In establishing Alpha, Safaricom has attempted to develop new revenue streams through innovation, just as US telecoms have done in recent years. For instance, both AT&T and Sprint operate foundries, which are intended to attract enterprise customers by helping them develop solutions that utilize core networking services.
Innovation initiatives have become a key part of winning over new business, particularly for new connectivity offerings, because enterprise clients may be less knowledgeable about potential use cases. AT&T generates new business through its foundry by helping enterprise clients ideate, go through proof of concept, and eventually roll out IoT solutions, according to Chris Penrose, president of IoT solutions.

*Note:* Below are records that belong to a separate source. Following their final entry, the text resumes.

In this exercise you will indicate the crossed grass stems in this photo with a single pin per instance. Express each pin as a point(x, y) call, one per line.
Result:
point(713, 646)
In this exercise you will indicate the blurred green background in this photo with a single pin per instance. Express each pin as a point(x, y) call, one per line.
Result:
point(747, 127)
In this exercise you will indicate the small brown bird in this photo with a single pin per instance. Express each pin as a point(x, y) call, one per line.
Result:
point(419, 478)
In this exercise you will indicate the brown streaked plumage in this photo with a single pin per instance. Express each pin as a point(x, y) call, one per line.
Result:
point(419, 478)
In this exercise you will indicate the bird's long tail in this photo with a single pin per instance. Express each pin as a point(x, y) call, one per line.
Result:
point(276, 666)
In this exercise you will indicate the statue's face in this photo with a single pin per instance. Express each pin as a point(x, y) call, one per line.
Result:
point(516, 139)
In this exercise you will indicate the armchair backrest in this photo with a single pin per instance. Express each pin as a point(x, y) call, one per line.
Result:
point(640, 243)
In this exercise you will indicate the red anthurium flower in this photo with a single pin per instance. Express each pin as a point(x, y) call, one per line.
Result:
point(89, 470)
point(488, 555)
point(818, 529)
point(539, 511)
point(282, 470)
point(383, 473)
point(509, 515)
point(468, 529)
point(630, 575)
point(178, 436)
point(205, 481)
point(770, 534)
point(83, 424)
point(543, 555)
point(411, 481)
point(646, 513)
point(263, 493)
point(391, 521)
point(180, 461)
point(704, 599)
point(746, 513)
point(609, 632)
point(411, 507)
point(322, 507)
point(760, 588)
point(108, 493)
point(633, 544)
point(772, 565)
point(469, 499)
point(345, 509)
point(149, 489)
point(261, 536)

By contrast, because it operates in less developed technology markets, Safaricom aimed to build business segments from the ground up rather than supplement operations of existing enterprises. Alpha tried to build on the success of M-Pesa, a payments platform launched by Safaricom in 2007, which boasts over 22.6 million active users and contributed around 31% of revenue for Safaricom’s fiscal year 2019 (ended March 31, 2019). But striking gold twice has proved difficult.
In 2016, Alpha produced Little Cab, an attempt to compete in Kenya’s ride-hailing market. In 2018, Alpha produced a social networking platform called Bonga, which aimed to supplement M-Pesa by focusing on “pay, play, and purchase,” Alpha’s head of product told TechCrunch.
But neither venture was mentioned in Safaricom’s most recent annual filing — though they may have fallen within the “other services” revenue, which made up around 5% of total revenue. And following the departure of several internal champions of the incubator, continued support for such ambitious projects appears to be tenuous.
Telecoms need to shift their approaches to innovation according to the maturity of enterprises in their target market. Safaricom’s innovation approach worked well in the beginning with M-Pesa, because it was one of the first movers in digital payments targeting the Kenyan market.
But that same approach didn’t work 10 years later, at which point Kenya’s tech economy — heralded as the “Silicon Savannah” — had matured, attracting a burgeoning startup scene and big tech firms such as IBM, Intel, and Microsoft.
Safaricom’s innovation model doesn’t seem to have kept pace with its evolving market, as it has yet to transition from its ground-up innovation model to one based on partnering with mature companies.